Analysing gaussian data

The basis of my project is running a gaussian process on a full set of training data, and then systematically removing training data and evaluating the how the accuracy of the predicted data points changes.

Currently I evaluate this by running predictive points at every position I have training data, and then as training data is removed gaussian processes are run on them points. I then plot the RMSE against number of data points to show how the RMSE decreases as more data training points are introduced.

My reports purpose is to advise someone with less time that they have enough data to run an accurate gaussian process.

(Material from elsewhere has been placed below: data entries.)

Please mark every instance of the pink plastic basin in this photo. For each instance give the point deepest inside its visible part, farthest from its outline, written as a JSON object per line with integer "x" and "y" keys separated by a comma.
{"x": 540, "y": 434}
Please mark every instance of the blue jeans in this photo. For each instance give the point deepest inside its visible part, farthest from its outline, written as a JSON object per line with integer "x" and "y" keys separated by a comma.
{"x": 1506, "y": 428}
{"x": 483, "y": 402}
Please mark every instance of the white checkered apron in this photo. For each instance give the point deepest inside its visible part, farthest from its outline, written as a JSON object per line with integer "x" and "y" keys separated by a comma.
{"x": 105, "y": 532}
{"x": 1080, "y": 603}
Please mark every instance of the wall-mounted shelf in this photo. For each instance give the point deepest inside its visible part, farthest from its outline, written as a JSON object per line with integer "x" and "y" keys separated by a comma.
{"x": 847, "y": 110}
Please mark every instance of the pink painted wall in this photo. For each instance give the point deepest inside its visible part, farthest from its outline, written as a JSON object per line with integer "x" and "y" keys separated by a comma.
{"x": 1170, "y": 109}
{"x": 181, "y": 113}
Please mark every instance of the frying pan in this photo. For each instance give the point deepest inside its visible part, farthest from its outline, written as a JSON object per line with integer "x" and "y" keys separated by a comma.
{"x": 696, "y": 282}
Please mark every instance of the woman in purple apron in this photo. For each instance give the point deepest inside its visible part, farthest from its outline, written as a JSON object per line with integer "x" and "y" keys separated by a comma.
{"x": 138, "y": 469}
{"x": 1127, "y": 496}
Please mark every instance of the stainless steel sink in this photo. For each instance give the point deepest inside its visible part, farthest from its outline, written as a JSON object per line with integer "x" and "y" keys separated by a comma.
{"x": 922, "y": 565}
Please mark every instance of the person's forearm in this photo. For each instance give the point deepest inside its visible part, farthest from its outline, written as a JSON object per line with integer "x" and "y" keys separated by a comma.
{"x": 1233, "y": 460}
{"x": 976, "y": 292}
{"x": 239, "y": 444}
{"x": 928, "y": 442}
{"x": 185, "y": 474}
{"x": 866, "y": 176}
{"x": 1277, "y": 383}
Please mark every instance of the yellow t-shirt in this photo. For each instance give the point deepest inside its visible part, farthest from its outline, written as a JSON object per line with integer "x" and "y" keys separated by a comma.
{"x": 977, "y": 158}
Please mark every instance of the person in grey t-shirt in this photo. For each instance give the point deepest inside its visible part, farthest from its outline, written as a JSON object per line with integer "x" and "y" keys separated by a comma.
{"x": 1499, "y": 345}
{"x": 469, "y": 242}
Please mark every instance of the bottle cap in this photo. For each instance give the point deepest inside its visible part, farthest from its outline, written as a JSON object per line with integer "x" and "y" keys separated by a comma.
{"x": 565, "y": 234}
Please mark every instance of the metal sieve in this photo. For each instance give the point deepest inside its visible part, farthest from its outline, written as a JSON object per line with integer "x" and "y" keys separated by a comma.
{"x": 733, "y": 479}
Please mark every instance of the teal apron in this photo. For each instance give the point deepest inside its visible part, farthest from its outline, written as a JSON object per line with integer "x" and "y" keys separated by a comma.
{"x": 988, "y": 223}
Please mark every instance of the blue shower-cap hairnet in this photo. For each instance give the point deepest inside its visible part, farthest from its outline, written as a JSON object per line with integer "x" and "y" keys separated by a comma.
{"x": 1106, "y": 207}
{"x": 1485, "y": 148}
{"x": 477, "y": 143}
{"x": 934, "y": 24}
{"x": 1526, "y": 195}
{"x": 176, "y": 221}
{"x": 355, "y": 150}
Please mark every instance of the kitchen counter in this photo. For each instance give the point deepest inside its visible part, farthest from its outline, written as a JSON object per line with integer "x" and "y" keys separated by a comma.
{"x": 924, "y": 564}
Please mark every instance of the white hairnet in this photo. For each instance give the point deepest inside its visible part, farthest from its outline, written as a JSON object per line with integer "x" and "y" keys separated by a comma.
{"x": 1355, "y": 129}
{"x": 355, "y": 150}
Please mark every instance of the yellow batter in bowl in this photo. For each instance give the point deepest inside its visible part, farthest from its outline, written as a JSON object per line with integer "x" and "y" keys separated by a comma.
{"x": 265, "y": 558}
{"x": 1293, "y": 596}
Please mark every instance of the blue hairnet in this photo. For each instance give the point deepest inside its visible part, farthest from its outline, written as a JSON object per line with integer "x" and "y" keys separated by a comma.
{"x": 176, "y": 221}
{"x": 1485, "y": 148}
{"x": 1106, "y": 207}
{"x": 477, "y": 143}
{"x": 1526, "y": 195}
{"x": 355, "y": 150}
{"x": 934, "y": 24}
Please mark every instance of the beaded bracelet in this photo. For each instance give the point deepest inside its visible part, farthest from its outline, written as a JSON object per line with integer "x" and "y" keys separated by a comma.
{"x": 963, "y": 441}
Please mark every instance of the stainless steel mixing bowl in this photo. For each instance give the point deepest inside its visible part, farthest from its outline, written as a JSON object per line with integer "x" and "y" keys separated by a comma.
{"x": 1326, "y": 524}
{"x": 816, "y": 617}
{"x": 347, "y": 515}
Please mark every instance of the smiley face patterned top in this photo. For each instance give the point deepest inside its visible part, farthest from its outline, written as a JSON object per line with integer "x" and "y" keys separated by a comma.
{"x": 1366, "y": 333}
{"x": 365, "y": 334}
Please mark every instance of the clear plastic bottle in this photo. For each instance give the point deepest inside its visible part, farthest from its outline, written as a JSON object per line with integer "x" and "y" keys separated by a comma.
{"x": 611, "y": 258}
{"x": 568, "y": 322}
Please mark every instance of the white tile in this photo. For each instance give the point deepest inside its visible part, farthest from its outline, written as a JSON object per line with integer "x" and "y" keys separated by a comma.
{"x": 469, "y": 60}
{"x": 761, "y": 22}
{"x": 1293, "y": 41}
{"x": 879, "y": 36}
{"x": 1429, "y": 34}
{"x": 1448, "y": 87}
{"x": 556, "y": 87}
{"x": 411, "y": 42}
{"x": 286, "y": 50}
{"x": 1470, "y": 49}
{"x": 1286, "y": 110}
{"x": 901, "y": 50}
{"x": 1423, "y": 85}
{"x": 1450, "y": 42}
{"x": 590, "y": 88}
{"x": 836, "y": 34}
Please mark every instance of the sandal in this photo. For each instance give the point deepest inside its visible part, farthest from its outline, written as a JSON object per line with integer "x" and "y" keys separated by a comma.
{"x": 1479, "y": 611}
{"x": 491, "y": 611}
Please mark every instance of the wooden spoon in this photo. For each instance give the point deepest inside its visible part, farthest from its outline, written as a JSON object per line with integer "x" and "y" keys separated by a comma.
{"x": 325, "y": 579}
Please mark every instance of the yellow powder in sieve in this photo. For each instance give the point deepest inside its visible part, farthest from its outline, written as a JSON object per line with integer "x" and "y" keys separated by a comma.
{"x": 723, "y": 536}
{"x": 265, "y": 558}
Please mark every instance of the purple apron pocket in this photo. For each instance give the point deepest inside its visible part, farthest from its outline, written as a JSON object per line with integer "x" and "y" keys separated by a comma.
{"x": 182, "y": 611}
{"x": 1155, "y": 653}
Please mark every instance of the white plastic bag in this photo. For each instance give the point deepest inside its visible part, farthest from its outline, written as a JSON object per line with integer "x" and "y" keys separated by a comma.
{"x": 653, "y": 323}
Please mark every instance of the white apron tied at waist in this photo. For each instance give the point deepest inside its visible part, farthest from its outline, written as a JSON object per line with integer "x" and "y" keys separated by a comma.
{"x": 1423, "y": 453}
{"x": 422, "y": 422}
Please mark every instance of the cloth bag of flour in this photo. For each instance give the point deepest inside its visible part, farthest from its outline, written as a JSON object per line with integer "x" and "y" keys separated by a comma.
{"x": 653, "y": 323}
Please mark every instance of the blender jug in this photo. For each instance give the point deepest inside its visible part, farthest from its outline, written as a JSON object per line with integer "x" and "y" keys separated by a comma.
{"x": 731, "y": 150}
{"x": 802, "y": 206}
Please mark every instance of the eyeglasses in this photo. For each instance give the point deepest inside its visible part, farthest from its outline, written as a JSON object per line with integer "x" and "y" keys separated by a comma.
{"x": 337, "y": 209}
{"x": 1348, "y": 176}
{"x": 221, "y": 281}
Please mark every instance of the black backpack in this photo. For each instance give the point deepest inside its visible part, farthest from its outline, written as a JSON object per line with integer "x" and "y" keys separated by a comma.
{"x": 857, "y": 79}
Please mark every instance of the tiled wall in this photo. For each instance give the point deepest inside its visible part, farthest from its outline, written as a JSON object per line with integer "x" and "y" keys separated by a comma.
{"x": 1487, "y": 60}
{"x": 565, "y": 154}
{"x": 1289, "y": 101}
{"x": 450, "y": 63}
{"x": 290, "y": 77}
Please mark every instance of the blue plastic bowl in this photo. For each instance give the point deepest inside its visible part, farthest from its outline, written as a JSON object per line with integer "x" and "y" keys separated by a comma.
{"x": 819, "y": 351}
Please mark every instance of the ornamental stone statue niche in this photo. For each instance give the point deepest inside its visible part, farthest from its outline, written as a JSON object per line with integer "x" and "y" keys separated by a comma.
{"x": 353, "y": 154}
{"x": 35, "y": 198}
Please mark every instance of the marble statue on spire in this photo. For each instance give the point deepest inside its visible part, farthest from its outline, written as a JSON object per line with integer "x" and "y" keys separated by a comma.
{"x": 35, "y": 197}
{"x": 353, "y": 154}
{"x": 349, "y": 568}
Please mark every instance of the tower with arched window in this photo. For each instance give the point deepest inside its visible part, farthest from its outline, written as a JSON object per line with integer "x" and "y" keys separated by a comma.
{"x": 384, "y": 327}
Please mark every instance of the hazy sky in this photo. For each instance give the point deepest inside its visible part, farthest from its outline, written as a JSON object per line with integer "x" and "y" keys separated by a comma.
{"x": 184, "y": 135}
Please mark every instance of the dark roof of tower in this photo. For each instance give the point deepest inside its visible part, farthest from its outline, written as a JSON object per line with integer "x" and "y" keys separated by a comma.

I planning on looking at percentage changes between RMSE to give a numerical point at which this occurs.

Questions

  1. This method does not seem to have much confidence to it and I am looking for other possible suggestions on what I could do.
  2. I would like to also run predictive points at points I do not have initial data training points (I have the code to run this) and quantify the accuracy of this, to my understanding I can’t use the RMSE as I haven’t always got actual data to compare the predictive points to. I was thinking of summing the variance of the predictive points for each time and plotting this against number of data training points. But also open to other suggestions.
  3. If there are any other goodness of fit methods which could be appropriate
  4. On another topic, I have standard deviations for my actual data set produced from the fitting and experimental process. I am currently trying to prove these are random and therefore just scalers using a runs test, however if I cannot would it be appropriate to add it to this line on the noise section or is that statistically wrong?
    y_ = gp.marginal_likelihood(“y”,X=x,y=y, noise=s+error)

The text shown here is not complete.